Colombia already receives the greatest amount of U.S. military aid in the 
Americas and the third most in the world. Please do not make the problem 
worse by giving any more money to the partners of the paramilitaries.
* We ask that you recognize the biased nature of the war on drugs, which is 
mainly being fought against landless peasants and unarmed civilians, 
leaving 
many real drug traffickers, including the paramilitaries, untouched. 
According to the U.S. Drug Enforcement Administration, some of the 
paramilitary leaders such as Carlos Castaño are major drug traffickers. 
Consequently, we object to using the war against drugs as even a partial 
pretext for increased military aid.
* We ask that the U.S. play a key role in supporting initiatives for 
international mediation in Colombia, with possible mediators including the 
European Parliament, the Secretary General of the UN, the UN High 
Commission 
for Refugees, and the International Committee of the Red Cross.
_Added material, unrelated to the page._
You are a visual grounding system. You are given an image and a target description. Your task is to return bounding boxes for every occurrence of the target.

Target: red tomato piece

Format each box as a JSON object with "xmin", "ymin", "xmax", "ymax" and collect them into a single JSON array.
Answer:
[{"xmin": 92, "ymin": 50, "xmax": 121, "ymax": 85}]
This peace 
effort must include Colombia's civil society. On October 24th, 1999 the 
world witnessed marches for peace that mobilized more than nine million 
Colombians of all ages and social positions. Colombian civil society has 
courageously demanded and actively worked for peace and deserves to be 
heard. The U.S. should honor these efforts by providing Colombia with 
humanitarian and economic support, not the tools of war.